/Pickora

A toy compiler that can convert Python scripts 🐍 to pickle bytecode 🥒

Primary LanguagePython

Pickora 🐰

A small compiler that can convert Python scripts to pickle bytecode.

Requirements

  • Python 3.8+

No third-party modules are required.

Usage

usage: pickora.py [-h] [-d] [-r] [-l {none,python,pickle}] [-o OUTPUT] file

A toy compiler that can convert Python scripts to pickle bytecode.

positional arguments:
  file                  the Python script to compile

optional arguments:
  -h, --help            show this help message and exit
  -d, --dis             disassamble compiled pickle bytecode
  -r, --eval, --run     run the pickle bytecode
  -l {none,python,pickle}, --lambda {none,python,pickle}
                        choose lambda compiling mode
  -o OUTPUT, --output OUTPUT
                        write compiled pickle to file

Note: Lambda syntax is disabled (--lambda=none) by default.

Quick Example

$ python3 pickora.py --dis samples/hello.py --output output.pkl
    0: \x80 PROTO      4
    2: \x95 FRAME      99
            ...
  108: N    NONE
  109: .    STOP
highest protocol among opcodes = 4

$ python3 -m pickle output.pkl
===================
| Hello, world! 🐱 |
===================
None

In this example, we compiled samples/hello.py to output.pkl and show the disassembled result of the compiled pickle bytecode.
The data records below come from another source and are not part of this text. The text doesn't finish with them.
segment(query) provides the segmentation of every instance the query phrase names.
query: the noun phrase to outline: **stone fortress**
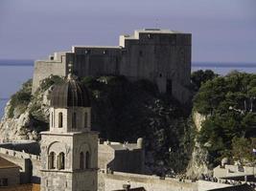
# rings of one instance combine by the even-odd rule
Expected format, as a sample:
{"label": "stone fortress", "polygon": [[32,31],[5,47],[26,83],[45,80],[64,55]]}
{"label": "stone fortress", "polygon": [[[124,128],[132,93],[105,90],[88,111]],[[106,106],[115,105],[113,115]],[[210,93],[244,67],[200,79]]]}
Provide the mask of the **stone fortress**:
{"label": "stone fortress", "polygon": [[33,93],[51,74],[66,76],[69,63],[79,77],[117,74],[149,79],[180,102],[190,98],[191,33],[145,29],[121,35],[116,47],[73,46],[71,52],[55,53],[48,60],[35,61]]}
{"label": "stone fortress", "polygon": [[[120,45],[73,47],[72,53],[58,53],[49,61],[35,62],[34,92],[40,80],[51,74],[67,78],[53,89],[50,127],[49,131],[41,132],[40,155],[13,150],[12,143],[0,144],[0,167],[5,162],[5,168],[0,168],[1,190],[1,187],[8,190],[12,183],[10,187],[18,191],[19,182],[36,183],[41,191],[206,191],[228,187],[234,190],[221,181],[145,175],[142,138],[134,144],[99,142],[98,133],[90,130],[87,89],[76,80],[73,73],[79,76],[124,74],[130,80],[146,78],[155,82],[160,92],[168,92],[181,102],[189,97],[186,87],[190,83],[190,34],[136,31],[132,37],[121,36]],[[17,143],[15,147],[22,145]]]}

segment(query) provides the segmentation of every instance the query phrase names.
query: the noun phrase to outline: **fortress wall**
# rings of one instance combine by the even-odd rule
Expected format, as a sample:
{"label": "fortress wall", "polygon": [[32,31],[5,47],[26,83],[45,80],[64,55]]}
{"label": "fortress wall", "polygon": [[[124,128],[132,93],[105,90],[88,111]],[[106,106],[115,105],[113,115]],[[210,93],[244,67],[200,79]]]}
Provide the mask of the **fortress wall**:
{"label": "fortress wall", "polygon": [[162,93],[169,89],[184,103],[190,96],[182,99],[179,95],[190,85],[191,39],[190,33],[145,30],[135,31],[134,36],[120,36],[120,47],[75,46],[72,53],[59,53],[54,60],[35,63],[33,93],[50,74],[65,75],[66,64],[72,61],[80,77],[122,74],[132,80],[145,78],[156,83]]}
{"label": "fortress wall", "polygon": [[107,164],[115,159],[112,148],[105,144],[98,144],[98,168],[106,170]]}
{"label": "fortress wall", "polygon": [[98,173],[98,190],[110,191],[123,189],[124,184],[130,188],[144,187],[154,191],[197,191],[198,183],[181,182],[175,179],[161,180],[155,176],[114,172],[114,174]]}
{"label": "fortress wall", "polygon": [[74,47],[75,71],[79,76],[118,74],[120,48]]}
{"label": "fortress wall", "polygon": [[207,190],[213,190],[218,188],[225,188],[233,186],[232,184],[226,184],[226,183],[219,183],[219,182],[213,182],[213,181],[205,181],[205,180],[198,180],[198,191],[207,191]]}
{"label": "fortress wall", "polygon": [[40,181],[40,156],[0,148],[0,157],[21,167],[22,182]]}
{"label": "fortress wall", "polygon": [[117,150],[115,151],[114,162],[110,163],[109,166],[118,172],[143,173],[143,150],[141,149]]}
{"label": "fortress wall", "polygon": [[40,81],[49,77],[51,74],[65,76],[65,54],[60,55],[59,53],[56,53],[55,59],[57,60],[37,60],[35,62],[32,88],[33,94],[39,87]]}

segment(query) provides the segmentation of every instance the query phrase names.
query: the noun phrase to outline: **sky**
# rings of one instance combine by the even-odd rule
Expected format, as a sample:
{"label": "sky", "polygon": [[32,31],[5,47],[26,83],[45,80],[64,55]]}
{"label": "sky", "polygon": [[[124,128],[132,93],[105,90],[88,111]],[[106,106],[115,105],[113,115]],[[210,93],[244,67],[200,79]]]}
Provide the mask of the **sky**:
{"label": "sky", "polygon": [[191,32],[194,62],[256,63],[256,0],[0,0],[0,59],[41,59],[120,34]]}

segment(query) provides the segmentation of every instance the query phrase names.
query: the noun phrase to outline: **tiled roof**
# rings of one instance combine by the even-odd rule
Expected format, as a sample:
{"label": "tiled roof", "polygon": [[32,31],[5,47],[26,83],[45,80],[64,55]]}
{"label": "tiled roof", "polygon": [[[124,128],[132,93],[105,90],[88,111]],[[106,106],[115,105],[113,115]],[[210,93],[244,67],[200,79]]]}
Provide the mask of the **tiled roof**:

But note that this won't run the pickle for you. If you want to do so, add -r option or execute python -m pickle output.pkl as in this example.

Supported Syntax

  • Literal: int, float, bytes, string, dict, list, set, tuple, bool, None
  • Assignment: val = dict_['x'] = obj.attr = 'meow' (directly using bytecode for all of these operation)
  • Attributes: obj.attr (using builtins.getattr only when you need to "load" an attribute)
  • Named assignment: (x := 0xff)
  • Function call: f(arg1, arg2)
    • Doesn't support keyword argument.
  • Operators (using operator module)
    • Binary operators: +, -, *, / etc.
    • Unary operators: not, ~, +val, -val
    • Compare: 0 < 3 > 2 == 2 > 1 (using builtins.all for chained comparing)
    • Subscript: list_[1:3], dict_['key'] (using builtins.slice for slice)
    • Boolean operators (using builtins.next, builtins.filter)
      • and: using operator.not_
      • or: using operator.truth
      • (a or b or c) -> next(filter(truth, (a, b, c)), c)
      • (a and b and c) -> next(filter(not_, (a, b, c)), c)
  • Import
    • import module (using builtins.__import__)
    • from module import things (directly using STACK_GLOBALS bytecode)
  • Lambda
    • lambda x,y=1: x+y
    • Using types.CodeType and types.FunctionType
    • Disabled by default
    • [Known bug] If any global variables are changed after the lambda definition, the lambda function won't see those changes.

Special Syntax

RETURN

RETURN is a keyword reserved for specifying pickle.load(s) result. This keyword should only be put in the last statement alone, and you can assign any value / expression to it.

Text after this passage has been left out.